32Deux catégories font partie de la dimension centrée sur la tâche : la catégorie cognitive et la catégorie affective/motivationnelle. Premièrement, la catégorie cognitive comprend les propos qui englobent tout ce qui concerne la tâche d'écriture. Précisons que ces caractéristiques diffèrent pour la planification et la révision. En ce qui concerne la planification, la catégorie cognitive a trait aux commentaires et aux suggestions des élèves par rapport au texte. Relativement à la révision, la catégorie cognitive est divisée en trois : les propos sur la tâche, le texte et le processus de correction (ce qu'il faut faire, commentaires sur le texte en général…), les propos sur le fond du texte (contenu, clarté…) et les propos sur la forme du texte (orthographe, grammaire, ponctuation, structure des phrases…). La catégorie cognitive comprend aussi une sous-catégorie intégrée à la phase de révision, centrée sur les modifications que les élèves ont apportées à leurs textes à la suite des phases de planification et de révision (à savoir si les suggestions proposées ont été prises en compte par les élèves scripteurs ou non). Cette sous-catégorie permet de répondre au troisième objectif, qui est de mettre en lien les interactions et les productions écrites. Deuxièmement, la catégorie affective/motivationnelle prend en compte les encouragements, les initiatives, les remerciements et les commentaires associés à l'enthousiasme des participants par rapport à la tâche. Enfin, une seule catégorie est intégrée à la dimension hors-tâche. Il s'agit de la catégorie sociale/émotive, qui comprend les salutations et les propos personnels, qui n'ont aucun lien avec la tâche d'écriture.

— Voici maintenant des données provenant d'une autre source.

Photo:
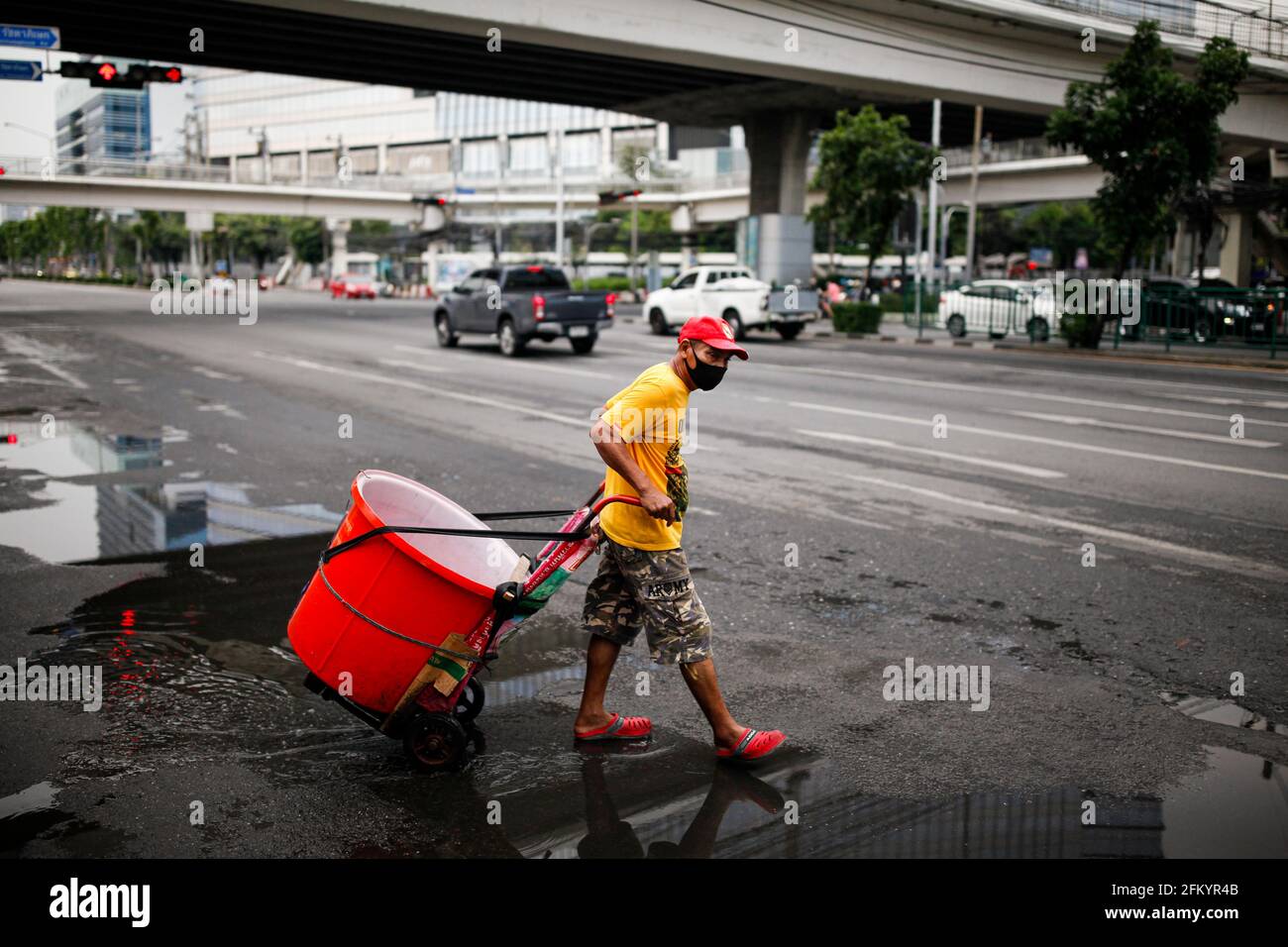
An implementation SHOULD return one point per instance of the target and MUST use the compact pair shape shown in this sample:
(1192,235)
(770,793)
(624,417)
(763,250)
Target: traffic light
(106,75)
(614,196)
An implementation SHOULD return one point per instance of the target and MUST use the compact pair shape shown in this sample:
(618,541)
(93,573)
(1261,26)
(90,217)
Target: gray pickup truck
(518,304)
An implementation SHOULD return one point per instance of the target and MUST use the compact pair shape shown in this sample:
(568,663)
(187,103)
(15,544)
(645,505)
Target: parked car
(735,295)
(997,307)
(520,304)
(353,286)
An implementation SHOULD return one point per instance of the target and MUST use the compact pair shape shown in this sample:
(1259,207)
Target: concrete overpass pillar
(778,147)
(339,230)
(1236,249)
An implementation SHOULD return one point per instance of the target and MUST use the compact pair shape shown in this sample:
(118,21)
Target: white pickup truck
(737,296)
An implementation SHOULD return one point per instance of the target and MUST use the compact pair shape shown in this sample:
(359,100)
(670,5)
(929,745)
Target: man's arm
(612,447)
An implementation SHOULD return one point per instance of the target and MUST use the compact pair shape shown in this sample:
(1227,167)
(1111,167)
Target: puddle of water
(106,521)
(76,450)
(26,814)
(81,522)
(1236,808)
(197,669)
(1218,711)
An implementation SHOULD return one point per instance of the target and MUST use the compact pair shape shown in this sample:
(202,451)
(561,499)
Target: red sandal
(754,745)
(619,728)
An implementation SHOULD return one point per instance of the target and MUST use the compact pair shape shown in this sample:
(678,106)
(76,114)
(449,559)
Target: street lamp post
(943,236)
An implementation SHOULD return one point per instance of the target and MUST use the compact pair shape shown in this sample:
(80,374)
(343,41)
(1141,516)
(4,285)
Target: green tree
(304,235)
(259,236)
(1063,228)
(1154,133)
(868,167)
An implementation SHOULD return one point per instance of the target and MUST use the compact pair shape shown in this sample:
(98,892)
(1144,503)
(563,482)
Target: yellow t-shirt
(649,412)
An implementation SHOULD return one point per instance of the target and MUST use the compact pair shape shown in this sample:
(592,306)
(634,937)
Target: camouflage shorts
(651,589)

33Précisons qu'une interaction correspond à l'envoi d'un message par clavardage. Dans le but d'analyser des interactions, le nombre moyen d'interactions par élève scripteur et par élève soutien a été calculé pour les phases de planification et de révision (Jarlégan et al., 2010 ; Lavoie, Lévesque & Marin, 2011). De plus, à la suite du classement des interactions, un accord inter-juge a aussi été réalisé afin de s'assurer de sa justesse. Cet accord a porté sur les interactions de planification de deux dyades (une dyade de chaque niveau) et sur les interactions de révision de deux autres dyades (une de chaque niveau également), ce qui représente 20% de l'échantillon. L'accord est de 93.5%. Finalement, dans l'intention de mettre en lien les interactions et les productions écrites, le nombre de suggestions amenées par chaque élève soutien a été calculé, ainsi que le nombre, parmi celles-ci, de suggestions qui ont été transférées par les élèves scripteurs dans leurs productions écrites (Blain & Lafontaine, 2010).

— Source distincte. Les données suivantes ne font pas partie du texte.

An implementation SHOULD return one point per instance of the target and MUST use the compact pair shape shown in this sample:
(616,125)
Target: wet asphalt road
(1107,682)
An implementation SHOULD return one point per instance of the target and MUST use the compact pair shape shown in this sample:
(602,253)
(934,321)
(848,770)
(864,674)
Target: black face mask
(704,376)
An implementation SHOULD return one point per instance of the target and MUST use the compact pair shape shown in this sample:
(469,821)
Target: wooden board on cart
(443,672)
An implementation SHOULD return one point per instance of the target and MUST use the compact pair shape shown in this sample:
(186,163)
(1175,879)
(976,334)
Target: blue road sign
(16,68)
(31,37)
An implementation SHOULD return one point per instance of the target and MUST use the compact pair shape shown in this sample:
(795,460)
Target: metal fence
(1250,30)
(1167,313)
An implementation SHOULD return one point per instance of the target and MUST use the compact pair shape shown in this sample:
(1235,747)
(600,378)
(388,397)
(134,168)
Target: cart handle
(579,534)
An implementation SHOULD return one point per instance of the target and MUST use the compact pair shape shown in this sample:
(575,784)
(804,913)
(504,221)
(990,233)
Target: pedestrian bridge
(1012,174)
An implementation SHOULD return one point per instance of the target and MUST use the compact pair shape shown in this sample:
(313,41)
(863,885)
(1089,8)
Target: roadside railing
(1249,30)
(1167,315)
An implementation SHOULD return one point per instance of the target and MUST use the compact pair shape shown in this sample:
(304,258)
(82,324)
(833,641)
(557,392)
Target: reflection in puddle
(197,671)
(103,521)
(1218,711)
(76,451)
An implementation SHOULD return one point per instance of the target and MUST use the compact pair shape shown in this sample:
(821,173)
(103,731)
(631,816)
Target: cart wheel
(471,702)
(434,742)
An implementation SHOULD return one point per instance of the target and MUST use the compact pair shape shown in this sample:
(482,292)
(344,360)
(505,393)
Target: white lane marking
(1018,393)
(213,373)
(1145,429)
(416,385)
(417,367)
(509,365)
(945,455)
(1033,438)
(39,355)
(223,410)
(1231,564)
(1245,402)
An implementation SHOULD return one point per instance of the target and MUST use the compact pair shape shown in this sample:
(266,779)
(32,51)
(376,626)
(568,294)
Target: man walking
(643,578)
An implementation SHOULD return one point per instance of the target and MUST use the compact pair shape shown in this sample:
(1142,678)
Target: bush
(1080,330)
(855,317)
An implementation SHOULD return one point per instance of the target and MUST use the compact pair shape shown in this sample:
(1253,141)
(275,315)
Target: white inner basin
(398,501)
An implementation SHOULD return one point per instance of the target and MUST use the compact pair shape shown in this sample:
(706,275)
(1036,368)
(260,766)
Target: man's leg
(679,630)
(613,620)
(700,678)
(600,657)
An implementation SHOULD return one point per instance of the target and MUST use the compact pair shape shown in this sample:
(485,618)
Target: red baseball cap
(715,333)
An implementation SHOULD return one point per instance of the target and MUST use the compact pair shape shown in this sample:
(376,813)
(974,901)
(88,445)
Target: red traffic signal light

34Le premier objectif était d'analyser les deux productions écrites, soit celle rédigée individuellement à l'ordinateur et celle écrite en collaboration avec le clavardage. Cette analyse a mis en évidence que les élèves de première secondaire ont légèrement mieux performé au texte rédigé en collaboration avec le clavardage (+ 3.21%) (Tableau 3). Sur le plan de l'adaptation à la situation d'écriture, les jeunes ont mieux réussi en contexte de clavardage (+ 9.08%), c'est-à-dire qu'ils ont davantage respecté les consignes d'écriture (titre, deux arguments, conclusion…). Il en est de même pour l'orthographe grammaticale (+ 3.75%), où la proportion d'erreurs d'orthographe grammaticale était moins élevée en situation de clavardage. Il semble donc que, grâce au clavardage, ces jeunes performent mieux à ces critères. Aux autres critères, les sujets ont aussi bien performé dans un contexte que dans un autre, ce qui explique qu'ils ne figurent pas dans le tableau 3 ci-dessous.
Tableau 3 – Moyennes par critère pour les textes produits en première secondaire (N = 12).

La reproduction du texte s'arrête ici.